By Theresia Titus
St Mary’s School in Northampton celebrated its 150th anniversary during a two-day celebration on Friday and Saturday 13 and 14 April.
Geraldton Diocese Vicar General Fr Brian Ahearn celebrated the Mass, with Northampton/Kalbarri Parish Priest, Fr Tai Trinh, Fr Robert O’Bryan, Fr Robert Cross and Fr Peter Downes assisting as concelebrants.
In his homily, Fr O’Bryan touched on the rich history of the school, the work of the religious sisters and access to Catholic education for children in Northampton and surrounding areas.
The oldest member of the St Mary’s School community, Mrs Gloria Simpson aged 92 and youngest member Layla Simpson, Mrs Simpson’s great-granddaughter, bought the offertory for the Mass.
School Principal Melissa Marquis said that the anniversary was exceptional and a “significant milestone”, an opportunity to reflect on the past, present and future of the school.
“It is acknowledging and recognising all that has been accomplished in such a small community,” Mrs Marquis said.
“From humble beginnings in a Church-School to buildings that the School Boards, P&Fs, Sisters, Clergy, staff and parents have worked hard to achieve with Catholic Education Western Australia (CEWA).”
On the first day of the celebration, the students and teachers enjoyed their tour of the school, visiting each classroom that was decorated to represent different eras of the school.
They also had fun with trivia quests and ‘staff vs students’ games, as well as the unveiling of the 150 Years Commemorative Wall and patchwork quilt that features current staff and families.
Among the total of 250 guests on Saturday were Sr Christine Clarke from the Sisters of the Presentation of the Blessed Virgin Mary, Sr Kathleen Hitchcock from the Sisters of St Joseph of the Sacred Heart of Jesus, and Acting Executive Director of CEWA Dr Debra Sayce.
Also present were Member for Moore Mr Shane Love MLA, Labor Member for the Agricultural Region Honourable Laurie Graham MLC, Chief Executive Officer for the Shire of Northampton Garry Keeffe as well as Principals from CEWA and Department of Education Schools.
Lay teacher Michael Caroll opened a church-school in 1868 which was the beginning of St Mary’s School.
Sisters of St Joseph of the Sacred Heart of Jesus continued the leadership in 1887 and passed it on to Sisters of the Presentation of the Blessed Virgin Mary in 1899 to 1990.
“In the past, Catholic education in Northampton has been blessed to have been led by two religious orders,” Mrs Marquis said during her speech.
“These two groups of sisters worked tirelessly and courageously so that boys and girls like you could have access to a Catholic education
“Their life was not comfortable.
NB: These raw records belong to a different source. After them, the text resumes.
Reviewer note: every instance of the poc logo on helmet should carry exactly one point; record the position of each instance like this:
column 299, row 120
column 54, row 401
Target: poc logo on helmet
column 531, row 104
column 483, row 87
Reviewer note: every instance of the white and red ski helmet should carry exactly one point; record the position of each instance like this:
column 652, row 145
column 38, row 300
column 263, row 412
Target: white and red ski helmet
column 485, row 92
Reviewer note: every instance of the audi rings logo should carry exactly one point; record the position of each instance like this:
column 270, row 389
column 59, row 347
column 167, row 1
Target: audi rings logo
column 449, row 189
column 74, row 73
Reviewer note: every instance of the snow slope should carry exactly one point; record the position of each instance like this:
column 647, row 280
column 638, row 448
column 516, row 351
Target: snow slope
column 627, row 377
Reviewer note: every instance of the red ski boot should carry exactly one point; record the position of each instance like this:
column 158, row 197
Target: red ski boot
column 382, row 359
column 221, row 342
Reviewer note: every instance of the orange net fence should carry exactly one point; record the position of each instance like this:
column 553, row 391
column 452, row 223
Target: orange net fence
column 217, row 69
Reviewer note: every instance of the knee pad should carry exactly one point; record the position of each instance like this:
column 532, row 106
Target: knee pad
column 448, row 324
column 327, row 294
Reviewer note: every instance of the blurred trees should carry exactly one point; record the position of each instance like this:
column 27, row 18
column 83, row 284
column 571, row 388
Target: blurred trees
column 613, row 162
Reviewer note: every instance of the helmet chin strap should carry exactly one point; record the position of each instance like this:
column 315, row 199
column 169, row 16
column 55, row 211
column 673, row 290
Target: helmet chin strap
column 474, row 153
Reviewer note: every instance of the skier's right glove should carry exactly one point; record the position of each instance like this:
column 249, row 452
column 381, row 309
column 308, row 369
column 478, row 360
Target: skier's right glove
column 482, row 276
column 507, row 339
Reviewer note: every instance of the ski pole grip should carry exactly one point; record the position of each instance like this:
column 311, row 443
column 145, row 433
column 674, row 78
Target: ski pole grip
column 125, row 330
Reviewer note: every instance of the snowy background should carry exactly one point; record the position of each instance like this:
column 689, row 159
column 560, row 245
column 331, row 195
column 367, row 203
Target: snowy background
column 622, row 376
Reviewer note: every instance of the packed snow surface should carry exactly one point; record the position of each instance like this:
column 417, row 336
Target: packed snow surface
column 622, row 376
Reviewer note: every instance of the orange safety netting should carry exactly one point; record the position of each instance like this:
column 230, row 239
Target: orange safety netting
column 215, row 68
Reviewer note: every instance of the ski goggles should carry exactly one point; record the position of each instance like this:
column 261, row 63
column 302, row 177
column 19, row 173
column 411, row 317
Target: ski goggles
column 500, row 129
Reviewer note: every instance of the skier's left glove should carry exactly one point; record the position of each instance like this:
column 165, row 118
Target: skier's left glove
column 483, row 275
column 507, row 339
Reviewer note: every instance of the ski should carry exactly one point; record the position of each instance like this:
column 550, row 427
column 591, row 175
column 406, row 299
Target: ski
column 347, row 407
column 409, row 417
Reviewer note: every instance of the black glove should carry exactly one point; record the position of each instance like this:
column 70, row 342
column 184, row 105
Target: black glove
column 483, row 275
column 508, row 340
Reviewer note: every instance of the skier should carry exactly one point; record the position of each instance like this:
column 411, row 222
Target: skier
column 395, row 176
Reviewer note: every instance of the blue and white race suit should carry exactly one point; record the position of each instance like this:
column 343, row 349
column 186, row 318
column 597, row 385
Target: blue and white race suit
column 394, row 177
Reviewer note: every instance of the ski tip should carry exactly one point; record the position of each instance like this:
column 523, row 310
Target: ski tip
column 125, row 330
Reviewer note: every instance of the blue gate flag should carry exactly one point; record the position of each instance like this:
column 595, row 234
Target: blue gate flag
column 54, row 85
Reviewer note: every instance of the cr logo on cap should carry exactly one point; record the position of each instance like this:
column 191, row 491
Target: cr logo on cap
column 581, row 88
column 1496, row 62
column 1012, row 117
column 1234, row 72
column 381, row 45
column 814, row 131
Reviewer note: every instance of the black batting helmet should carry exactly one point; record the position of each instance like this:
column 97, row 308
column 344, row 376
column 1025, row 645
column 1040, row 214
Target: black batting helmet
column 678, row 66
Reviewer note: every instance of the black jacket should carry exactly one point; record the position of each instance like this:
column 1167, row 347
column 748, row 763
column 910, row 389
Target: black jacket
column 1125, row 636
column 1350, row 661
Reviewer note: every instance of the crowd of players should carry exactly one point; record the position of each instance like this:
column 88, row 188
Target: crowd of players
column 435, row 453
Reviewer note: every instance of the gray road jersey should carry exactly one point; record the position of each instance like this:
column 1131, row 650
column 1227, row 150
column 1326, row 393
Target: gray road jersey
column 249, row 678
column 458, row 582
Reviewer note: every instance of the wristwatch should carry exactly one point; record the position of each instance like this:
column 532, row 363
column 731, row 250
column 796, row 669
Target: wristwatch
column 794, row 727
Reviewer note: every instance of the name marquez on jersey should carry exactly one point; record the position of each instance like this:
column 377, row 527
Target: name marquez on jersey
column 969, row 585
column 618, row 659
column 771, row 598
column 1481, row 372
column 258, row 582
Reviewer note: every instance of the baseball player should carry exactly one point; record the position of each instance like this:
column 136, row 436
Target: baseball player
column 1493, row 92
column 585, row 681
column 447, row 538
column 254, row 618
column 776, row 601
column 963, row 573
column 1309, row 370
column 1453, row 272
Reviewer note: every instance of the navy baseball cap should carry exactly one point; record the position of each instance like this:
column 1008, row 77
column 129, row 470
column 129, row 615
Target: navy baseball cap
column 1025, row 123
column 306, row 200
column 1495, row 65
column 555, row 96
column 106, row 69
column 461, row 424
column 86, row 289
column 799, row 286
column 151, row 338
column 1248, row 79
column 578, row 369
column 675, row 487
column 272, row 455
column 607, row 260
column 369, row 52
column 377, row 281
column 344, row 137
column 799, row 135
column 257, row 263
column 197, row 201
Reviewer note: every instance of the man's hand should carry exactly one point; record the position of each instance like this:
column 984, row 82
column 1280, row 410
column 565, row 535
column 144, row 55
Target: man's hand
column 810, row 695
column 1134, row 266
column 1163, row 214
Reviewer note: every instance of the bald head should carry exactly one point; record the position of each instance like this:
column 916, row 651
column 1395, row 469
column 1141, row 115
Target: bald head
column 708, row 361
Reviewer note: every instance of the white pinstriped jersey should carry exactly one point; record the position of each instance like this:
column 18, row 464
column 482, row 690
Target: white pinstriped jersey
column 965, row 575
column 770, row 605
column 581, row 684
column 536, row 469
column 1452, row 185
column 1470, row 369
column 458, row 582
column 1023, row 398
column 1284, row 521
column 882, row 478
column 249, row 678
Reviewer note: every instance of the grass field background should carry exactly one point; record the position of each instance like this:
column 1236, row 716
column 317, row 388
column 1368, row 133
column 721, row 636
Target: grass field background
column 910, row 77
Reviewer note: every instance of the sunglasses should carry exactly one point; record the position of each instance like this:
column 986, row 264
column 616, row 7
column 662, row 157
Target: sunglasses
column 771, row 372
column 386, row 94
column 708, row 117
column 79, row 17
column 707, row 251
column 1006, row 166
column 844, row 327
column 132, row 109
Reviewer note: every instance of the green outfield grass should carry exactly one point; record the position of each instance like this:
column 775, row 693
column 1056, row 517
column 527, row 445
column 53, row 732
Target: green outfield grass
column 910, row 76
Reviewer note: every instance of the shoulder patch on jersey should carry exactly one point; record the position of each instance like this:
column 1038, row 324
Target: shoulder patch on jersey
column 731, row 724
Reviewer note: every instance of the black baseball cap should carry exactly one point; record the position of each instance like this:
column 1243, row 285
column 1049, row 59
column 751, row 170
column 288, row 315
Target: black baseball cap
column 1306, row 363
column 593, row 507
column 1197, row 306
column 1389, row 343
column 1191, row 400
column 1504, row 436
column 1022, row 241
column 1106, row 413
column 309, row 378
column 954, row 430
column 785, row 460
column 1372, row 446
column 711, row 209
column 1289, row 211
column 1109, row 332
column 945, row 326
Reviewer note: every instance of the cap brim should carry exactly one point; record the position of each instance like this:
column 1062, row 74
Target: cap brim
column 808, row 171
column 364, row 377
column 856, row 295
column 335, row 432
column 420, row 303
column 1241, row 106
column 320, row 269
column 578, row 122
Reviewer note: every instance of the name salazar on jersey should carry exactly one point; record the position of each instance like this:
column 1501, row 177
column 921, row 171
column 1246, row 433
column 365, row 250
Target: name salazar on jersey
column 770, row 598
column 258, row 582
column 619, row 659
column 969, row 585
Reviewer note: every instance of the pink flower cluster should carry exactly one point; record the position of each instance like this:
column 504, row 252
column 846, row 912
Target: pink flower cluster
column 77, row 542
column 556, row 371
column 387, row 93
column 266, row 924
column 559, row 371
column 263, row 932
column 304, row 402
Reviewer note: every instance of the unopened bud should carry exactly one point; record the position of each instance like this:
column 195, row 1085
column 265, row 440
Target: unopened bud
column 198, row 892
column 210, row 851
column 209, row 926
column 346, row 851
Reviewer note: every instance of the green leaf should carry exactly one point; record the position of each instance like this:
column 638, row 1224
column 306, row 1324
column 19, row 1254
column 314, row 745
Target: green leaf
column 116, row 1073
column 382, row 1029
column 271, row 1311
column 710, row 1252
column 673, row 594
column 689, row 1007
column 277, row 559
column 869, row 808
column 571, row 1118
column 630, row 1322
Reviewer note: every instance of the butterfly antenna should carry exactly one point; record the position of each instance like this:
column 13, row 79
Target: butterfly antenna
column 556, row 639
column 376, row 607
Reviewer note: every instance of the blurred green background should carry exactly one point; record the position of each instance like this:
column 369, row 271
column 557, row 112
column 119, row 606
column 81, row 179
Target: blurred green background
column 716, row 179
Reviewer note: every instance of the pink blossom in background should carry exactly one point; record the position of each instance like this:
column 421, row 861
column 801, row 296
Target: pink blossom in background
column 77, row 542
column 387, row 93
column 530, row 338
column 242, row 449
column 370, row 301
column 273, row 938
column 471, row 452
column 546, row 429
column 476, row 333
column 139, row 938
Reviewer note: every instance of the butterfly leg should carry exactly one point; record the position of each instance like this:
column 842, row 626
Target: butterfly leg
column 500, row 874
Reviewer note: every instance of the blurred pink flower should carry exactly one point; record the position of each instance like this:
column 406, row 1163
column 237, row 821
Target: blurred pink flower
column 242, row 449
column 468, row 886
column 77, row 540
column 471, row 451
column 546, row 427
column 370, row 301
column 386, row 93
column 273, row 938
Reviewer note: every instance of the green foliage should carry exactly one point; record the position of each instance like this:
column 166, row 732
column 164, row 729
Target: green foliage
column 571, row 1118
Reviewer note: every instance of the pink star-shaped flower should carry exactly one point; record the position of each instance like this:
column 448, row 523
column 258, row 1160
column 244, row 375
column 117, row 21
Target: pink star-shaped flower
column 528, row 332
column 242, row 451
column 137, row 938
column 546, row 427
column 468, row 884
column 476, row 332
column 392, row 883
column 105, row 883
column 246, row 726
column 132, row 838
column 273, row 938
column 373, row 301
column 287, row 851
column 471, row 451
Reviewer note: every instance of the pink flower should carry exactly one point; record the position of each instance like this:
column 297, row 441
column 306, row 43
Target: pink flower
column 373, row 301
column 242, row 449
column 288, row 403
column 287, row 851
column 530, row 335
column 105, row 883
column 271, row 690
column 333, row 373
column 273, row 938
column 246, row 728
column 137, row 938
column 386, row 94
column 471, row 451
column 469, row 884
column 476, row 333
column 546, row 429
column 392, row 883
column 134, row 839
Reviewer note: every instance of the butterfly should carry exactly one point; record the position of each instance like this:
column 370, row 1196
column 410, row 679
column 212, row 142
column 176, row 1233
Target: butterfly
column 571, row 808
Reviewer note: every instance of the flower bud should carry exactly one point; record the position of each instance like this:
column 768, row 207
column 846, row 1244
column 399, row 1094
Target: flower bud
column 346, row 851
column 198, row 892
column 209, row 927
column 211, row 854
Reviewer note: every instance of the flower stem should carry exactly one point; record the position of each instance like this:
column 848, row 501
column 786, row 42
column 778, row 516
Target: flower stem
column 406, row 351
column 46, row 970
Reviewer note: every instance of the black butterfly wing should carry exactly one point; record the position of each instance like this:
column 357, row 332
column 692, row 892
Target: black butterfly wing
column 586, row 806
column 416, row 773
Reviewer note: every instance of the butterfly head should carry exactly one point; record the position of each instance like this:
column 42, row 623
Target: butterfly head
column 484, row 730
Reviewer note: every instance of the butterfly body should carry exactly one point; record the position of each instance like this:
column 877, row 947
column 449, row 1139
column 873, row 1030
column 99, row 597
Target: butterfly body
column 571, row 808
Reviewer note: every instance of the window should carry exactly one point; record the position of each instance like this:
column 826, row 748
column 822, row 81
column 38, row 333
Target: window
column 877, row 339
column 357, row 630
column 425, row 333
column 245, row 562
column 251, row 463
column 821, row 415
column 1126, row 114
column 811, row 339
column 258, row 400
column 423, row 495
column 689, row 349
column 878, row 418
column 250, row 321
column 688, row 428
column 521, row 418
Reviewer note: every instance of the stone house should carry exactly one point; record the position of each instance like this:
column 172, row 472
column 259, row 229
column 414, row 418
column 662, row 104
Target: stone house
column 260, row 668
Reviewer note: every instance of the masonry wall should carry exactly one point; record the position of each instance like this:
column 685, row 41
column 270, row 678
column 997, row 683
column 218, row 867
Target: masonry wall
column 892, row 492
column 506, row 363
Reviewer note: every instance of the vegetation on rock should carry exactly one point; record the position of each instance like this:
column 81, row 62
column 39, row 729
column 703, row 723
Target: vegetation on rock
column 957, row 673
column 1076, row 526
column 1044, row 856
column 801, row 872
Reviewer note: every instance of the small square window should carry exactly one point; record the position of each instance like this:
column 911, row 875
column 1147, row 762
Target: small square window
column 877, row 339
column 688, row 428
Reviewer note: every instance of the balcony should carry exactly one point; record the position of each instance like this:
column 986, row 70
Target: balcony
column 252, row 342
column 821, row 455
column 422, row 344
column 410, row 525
From their dedication and commitment, St Mary’s School has evolved into what it is today.”
Speaking on Saturday, Sr Kathleen said Josephite Sisters were “honoured and grateful to God“, as they were able to contribute to the “growth and development” during their ten years in Northampton.
Also speaking during the celebration, Sr Christine said, “There were hard times for the sisters, as there were for the people in the town and on the land.”
“The sisters were always grateful for the support and friendship of the people of the Northampton region.”
Today there are 47 students enrolled at the school and 20 staff dedicated themselves to Catholic education in Northampton.
Mrs Marquis said the school’s goals for the future is to continue providing “education that caters to develop every child to their potential”,
St Mary’s also aims to equip the students with Christian values and life skills essential to surviving in a challenging world.
“Living in a small community like Northampton, it is vital that the students learn, through religious education and Christian Service Learning to be a part of the community and following in the footsteps of Jesus and living to serve others,” she concluded.